Os questionamentos de Vergès em relação ao negro no museu vão além de sua aparição nas obras ou como autores de arte e abrangem os trabalhadores e os visitantes. Percebeu-se que os negros no museu estavam quase sempre a trabalho, limpando e cuidando, mas raramente visitando e apreciando as obras de arte. Questiona-se se esses trabalhadores recebem condições dignas de trabalho e salários decentes. Tão pouco são bem vindos os estudantes periféricos, cujo comportamento é considerado ruidoso e inadequado – os museus parecem ser feitos para que esses jovens não apenas não se reconheçam nele, mas também que não se sintam bem vindos.
O livro traz a experiência da autora na montagem de exposições e oficinas que buscam quebrar essa ordem, nem todas bem sucedidas. O quinto e último capítulo é dedicado ao projeto de um pós-museu na Ilha da Reunião, onde ela cresceu. A história do fracasso do projeto é contada por Vergès como um aprendizado da impossibilidade de criar um museu decolonizado ainda dentro de um capitalismo racial.
A população da ilha tinha demandas que lhes pareciam mais urgentes e questões políticas que diziam respeito à família da autora também parecem ter pesado muito.

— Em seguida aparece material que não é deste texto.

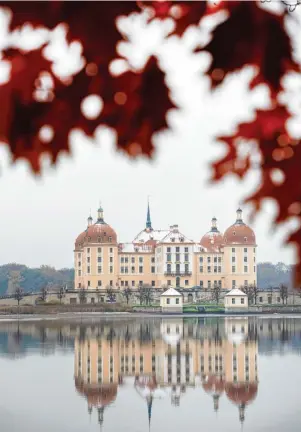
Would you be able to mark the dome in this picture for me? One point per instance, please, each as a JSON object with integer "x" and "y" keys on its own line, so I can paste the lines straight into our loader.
{"x": 239, "y": 233}
{"x": 97, "y": 395}
{"x": 213, "y": 384}
{"x": 213, "y": 239}
{"x": 241, "y": 393}
{"x": 99, "y": 232}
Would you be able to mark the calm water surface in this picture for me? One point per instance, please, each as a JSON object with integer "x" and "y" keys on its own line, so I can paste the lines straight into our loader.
{"x": 177, "y": 374}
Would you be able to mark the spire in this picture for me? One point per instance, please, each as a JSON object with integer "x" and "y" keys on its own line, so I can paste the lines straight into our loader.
{"x": 148, "y": 224}
{"x": 214, "y": 224}
{"x": 100, "y": 214}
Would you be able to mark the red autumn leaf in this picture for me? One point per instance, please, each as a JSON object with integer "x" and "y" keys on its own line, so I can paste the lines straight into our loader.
{"x": 251, "y": 36}
{"x": 135, "y": 105}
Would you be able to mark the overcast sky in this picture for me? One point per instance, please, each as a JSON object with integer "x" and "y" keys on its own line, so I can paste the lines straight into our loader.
{"x": 41, "y": 217}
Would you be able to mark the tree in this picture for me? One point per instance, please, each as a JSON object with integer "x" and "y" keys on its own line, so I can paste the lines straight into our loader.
{"x": 283, "y": 292}
{"x": 82, "y": 294}
{"x": 216, "y": 293}
{"x": 61, "y": 293}
{"x": 18, "y": 294}
{"x": 135, "y": 102}
{"x": 110, "y": 293}
{"x": 127, "y": 294}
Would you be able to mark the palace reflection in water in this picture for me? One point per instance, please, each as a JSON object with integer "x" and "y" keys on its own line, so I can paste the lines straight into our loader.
{"x": 160, "y": 358}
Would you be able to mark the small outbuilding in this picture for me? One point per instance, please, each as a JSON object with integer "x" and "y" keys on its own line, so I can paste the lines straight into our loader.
{"x": 171, "y": 301}
{"x": 236, "y": 301}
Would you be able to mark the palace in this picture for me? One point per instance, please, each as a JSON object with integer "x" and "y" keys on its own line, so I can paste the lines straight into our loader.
{"x": 165, "y": 258}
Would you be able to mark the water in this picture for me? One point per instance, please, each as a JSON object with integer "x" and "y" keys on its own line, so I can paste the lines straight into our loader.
{"x": 177, "y": 374}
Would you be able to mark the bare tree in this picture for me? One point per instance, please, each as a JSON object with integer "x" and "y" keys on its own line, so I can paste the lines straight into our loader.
{"x": 61, "y": 293}
{"x": 110, "y": 293}
{"x": 216, "y": 293}
{"x": 127, "y": 294}
{"x": 82, "y": 294}
{"x": 18, "y": 294}
{"x": 283, "y": 291}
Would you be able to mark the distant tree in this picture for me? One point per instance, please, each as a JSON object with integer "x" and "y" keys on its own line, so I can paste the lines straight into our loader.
{"x": 283, "y": 292}
{"x": 127, "y": 294}
{"x": 82, "y": 294}
{"x": 44, "y": 294}
{"x": 216, "y": 293}
{"x": 61, "y": 293}
{"x": 110, "y": 293}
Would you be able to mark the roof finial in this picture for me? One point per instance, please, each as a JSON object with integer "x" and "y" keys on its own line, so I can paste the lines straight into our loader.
{"x": 148, "y": 224}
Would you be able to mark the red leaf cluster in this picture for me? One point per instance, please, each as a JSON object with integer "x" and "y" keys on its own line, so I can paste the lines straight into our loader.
{"x": 135, "y": 103}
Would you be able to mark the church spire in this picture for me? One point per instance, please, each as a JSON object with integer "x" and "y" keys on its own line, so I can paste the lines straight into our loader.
{"x": 148, "y": 224}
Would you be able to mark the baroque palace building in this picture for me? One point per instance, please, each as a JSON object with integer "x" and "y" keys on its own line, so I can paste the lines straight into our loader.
{"x": 163, "y": 258}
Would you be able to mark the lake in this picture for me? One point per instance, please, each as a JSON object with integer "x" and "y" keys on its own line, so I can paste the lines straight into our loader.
{"x": 153, "y": 374}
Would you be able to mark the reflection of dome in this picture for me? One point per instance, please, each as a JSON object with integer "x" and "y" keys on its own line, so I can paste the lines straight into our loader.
{"x": 241, "y": 393}
{"x": 213, "y": 384}
{"x": 239, "y": 233}
{"x": 100, "y": 232}
{"x": 171, "y": 338}
{"x": 98, "y": 395}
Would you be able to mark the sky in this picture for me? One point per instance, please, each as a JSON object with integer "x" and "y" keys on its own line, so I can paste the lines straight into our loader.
{"x": 42, "y": 216}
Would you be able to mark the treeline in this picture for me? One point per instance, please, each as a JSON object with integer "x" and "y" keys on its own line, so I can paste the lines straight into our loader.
{"x": 34, "y": 279}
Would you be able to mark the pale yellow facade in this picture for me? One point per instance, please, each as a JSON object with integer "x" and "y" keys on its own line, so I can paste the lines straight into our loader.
{"x": 165, "y": 258}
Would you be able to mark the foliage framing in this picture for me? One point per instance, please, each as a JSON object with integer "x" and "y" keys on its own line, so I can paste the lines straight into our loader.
{"x": 135, "y": 103}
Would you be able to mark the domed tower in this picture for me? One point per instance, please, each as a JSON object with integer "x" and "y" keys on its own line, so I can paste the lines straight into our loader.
{"x": 239, "y": 254}
{"x": 96, "y": 255}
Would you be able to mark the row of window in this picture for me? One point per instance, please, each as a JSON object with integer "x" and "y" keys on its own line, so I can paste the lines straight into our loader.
{"x": 216, "y": 269}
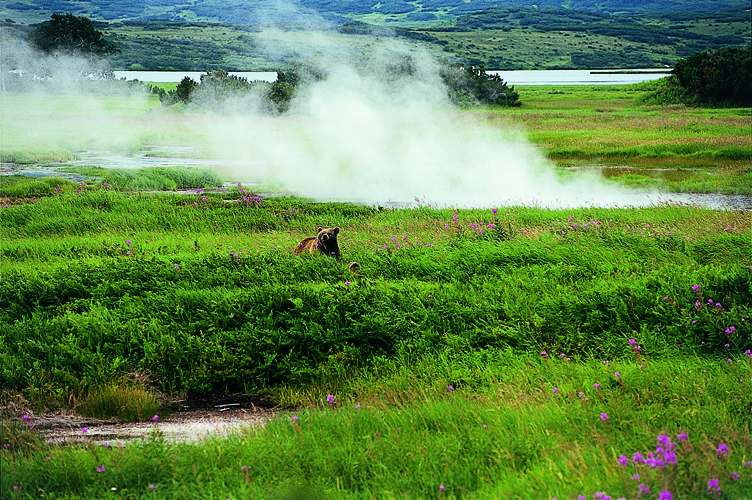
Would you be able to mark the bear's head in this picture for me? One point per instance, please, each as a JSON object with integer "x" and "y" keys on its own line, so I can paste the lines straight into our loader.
{"x": 327, "y": 240}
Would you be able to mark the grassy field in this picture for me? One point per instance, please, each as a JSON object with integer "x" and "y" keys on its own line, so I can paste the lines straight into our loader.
{"x": 673, "y": 148}
{"x": 514, "y": 352}
{"x": 511, "y": 352}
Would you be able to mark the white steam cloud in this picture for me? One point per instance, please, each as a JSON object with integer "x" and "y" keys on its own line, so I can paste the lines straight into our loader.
{"x": 366, "y": 136}
{"x": 375, "y": 140}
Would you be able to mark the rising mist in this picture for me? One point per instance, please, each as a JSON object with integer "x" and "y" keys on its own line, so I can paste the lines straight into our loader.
{"x": 363, "y": 134}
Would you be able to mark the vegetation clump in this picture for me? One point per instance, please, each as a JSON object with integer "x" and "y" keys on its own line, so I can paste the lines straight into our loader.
{"x": 71, "y": 34}
{"x": 720, "y": 78}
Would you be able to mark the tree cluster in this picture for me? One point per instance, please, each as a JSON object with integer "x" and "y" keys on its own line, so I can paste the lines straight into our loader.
{"x": 70, "y": 34}
{"x": 471, "y": 85}
{"x": 720, "y": 78}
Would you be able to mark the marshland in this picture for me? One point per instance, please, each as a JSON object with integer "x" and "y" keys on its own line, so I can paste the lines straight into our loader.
{"x": 537, "y": 313}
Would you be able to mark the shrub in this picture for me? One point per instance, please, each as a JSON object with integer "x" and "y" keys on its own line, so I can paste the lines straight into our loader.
{"x": 722, "y": 77}
{"x": 122, "y": 401}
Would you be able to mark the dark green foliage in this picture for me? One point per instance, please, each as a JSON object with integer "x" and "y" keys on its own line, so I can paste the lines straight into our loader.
{"x": 184, "y": 89}
{"x": 264, "y": 320}
{"x": 71, "y": 34}
{"x": 721, "y": 77}
{"x": 470, "y": 84}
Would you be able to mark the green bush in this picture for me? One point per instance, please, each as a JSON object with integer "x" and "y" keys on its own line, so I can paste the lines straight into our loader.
{"x": 722, "y": 77}
{"x": 128, "y": 403}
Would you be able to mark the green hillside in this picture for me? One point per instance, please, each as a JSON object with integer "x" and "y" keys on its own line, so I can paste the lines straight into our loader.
{"x": 265, "y": 35}
{"x": 329, "y": 11}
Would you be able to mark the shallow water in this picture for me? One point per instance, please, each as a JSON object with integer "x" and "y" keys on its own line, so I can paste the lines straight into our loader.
{"x": 182, "y": 427}
{"x": 172, "y": 156}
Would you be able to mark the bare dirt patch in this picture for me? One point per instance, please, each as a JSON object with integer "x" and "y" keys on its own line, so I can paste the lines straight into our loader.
{"x": 186, "y": 421}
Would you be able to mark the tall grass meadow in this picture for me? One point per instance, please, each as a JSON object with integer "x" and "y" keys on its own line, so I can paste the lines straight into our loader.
{"x": 512, "y": 352}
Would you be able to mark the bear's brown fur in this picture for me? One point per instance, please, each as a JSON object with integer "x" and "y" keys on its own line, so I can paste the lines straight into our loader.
{"x": 325, "y": 242}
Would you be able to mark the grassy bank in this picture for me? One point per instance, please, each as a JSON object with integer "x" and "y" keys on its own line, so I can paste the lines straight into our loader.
{"x": 433, "y": 353}
{"x": 609, "y": 129}
{"x": 510, "y": 427}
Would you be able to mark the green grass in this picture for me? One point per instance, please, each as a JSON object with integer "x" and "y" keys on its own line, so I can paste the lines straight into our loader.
{"x": 97, "y": 287}
{"x": 502, "y": 432}
{"x": 672, "y": 148}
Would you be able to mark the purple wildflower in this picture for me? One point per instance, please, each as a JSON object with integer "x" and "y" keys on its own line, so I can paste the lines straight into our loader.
{"x": 714, "y": 484}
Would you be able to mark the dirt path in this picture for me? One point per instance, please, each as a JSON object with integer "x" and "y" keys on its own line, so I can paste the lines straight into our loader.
{"x": 191, "y": 423}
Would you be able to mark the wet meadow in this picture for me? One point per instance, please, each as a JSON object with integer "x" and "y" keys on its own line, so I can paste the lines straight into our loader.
{"x": 500, "y": 352}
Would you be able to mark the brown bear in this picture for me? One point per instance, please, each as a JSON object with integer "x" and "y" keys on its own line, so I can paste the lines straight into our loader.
{"x": 325, "y": 242}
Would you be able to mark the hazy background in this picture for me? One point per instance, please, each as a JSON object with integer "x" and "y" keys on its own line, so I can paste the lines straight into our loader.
{"x": 361, "y": 135}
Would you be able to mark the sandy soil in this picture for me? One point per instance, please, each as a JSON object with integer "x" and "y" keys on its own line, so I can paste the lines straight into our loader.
{"x": 190, "y": 422}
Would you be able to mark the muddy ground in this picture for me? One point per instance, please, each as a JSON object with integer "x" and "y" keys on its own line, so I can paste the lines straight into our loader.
{"x": 185, "y": 421}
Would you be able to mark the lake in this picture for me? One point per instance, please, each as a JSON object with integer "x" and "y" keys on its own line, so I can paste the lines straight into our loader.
{"x": 517, "y": 77}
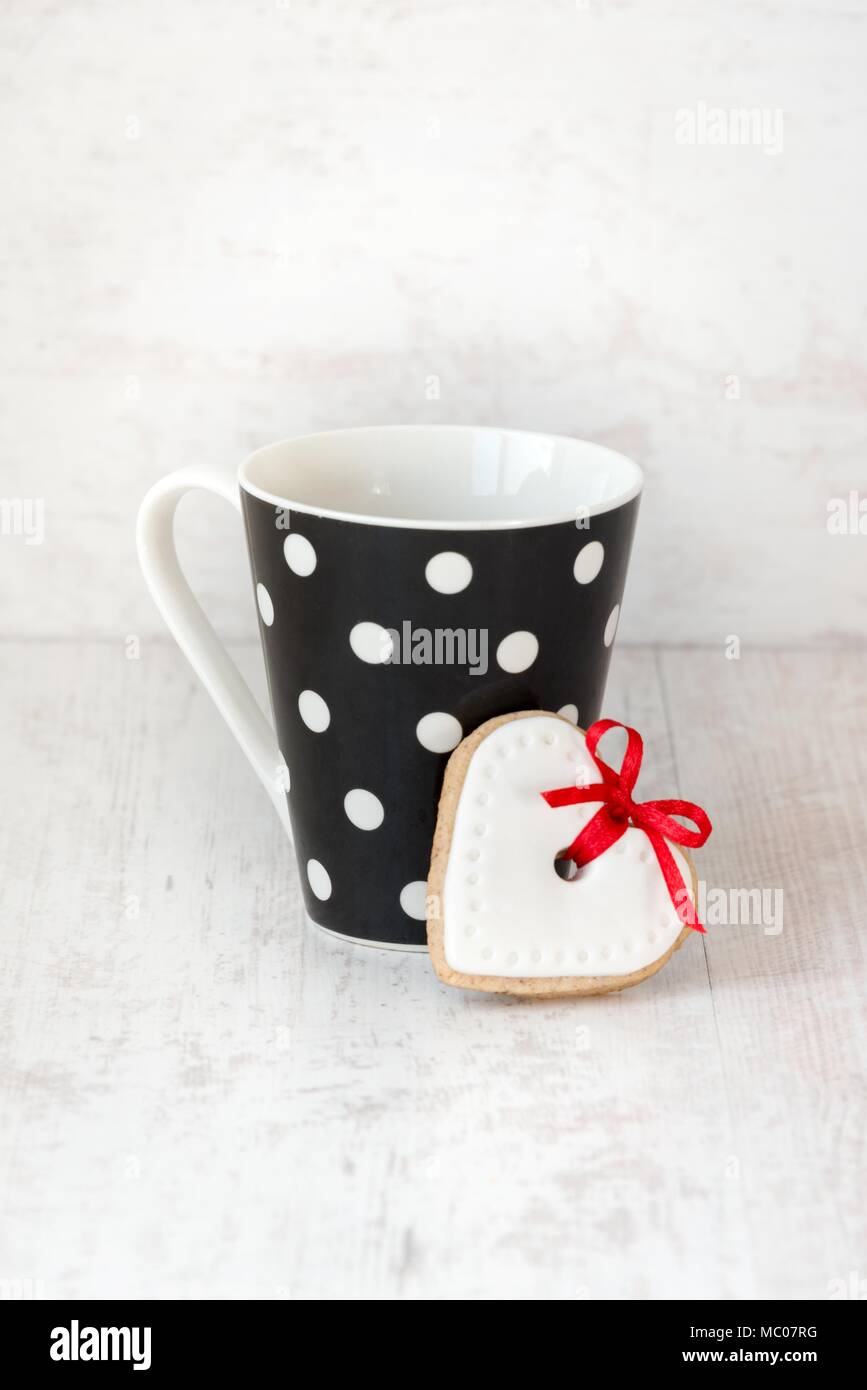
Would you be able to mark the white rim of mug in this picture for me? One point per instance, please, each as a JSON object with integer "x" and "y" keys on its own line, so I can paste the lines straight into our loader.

Nesse projeto – no qual se concebeu um museu-casa que foi chamado de Maison des Civilisations et de l’Unité Réunionnaise (MCUR) [Casa das Civilizações e da Unidade Reunionense] – ela deixa entrever que a ideia de um pós-museu inclui a de um espaço de funcionamento e acolhida, um museu do tempo presente que acolha eventos, narrativas, sons, imagens e objetos.
A proposta de Françoise Vergès, bem desenvolvida ao longo das 272 páginas, é a de que é preciso pensar um “pós-museu” que leve em conta essas questões tão amplas quanto complexas apresentadas no livro. Não há proposta pronta, mas trabalho a ser construído conjuntamente, com atenção e cuidados constantes. Aprender a desobedecer, contornar e enfrentar.
Vergès insiste que pensar pequenos avanços [em termos de representatividade cultural] como sendo “melhor que nada” mata tudo pela raiz, porque não coloca a luta de frente e condiciona o sujeito a não pensar no “por que não?”. Essa oposição entre o “melhor que nada” e o “por que não” está no âmago do caminho percorrido pela autora, que traz para as reflexões sobre a decolonização do museu as questões patriarcais, capitalistas, neoliberais, do feminismo ativo, que constroem verdadeiramente uma aliança entre todos os povos oprimidos que lutam por essa proposta de uma nova ordem do mundo.
Ana Carolina Cortez Noronha é professora e pesquisadora, concluiu seu doutorado em Linguística e Semiótica pela USP em 2020.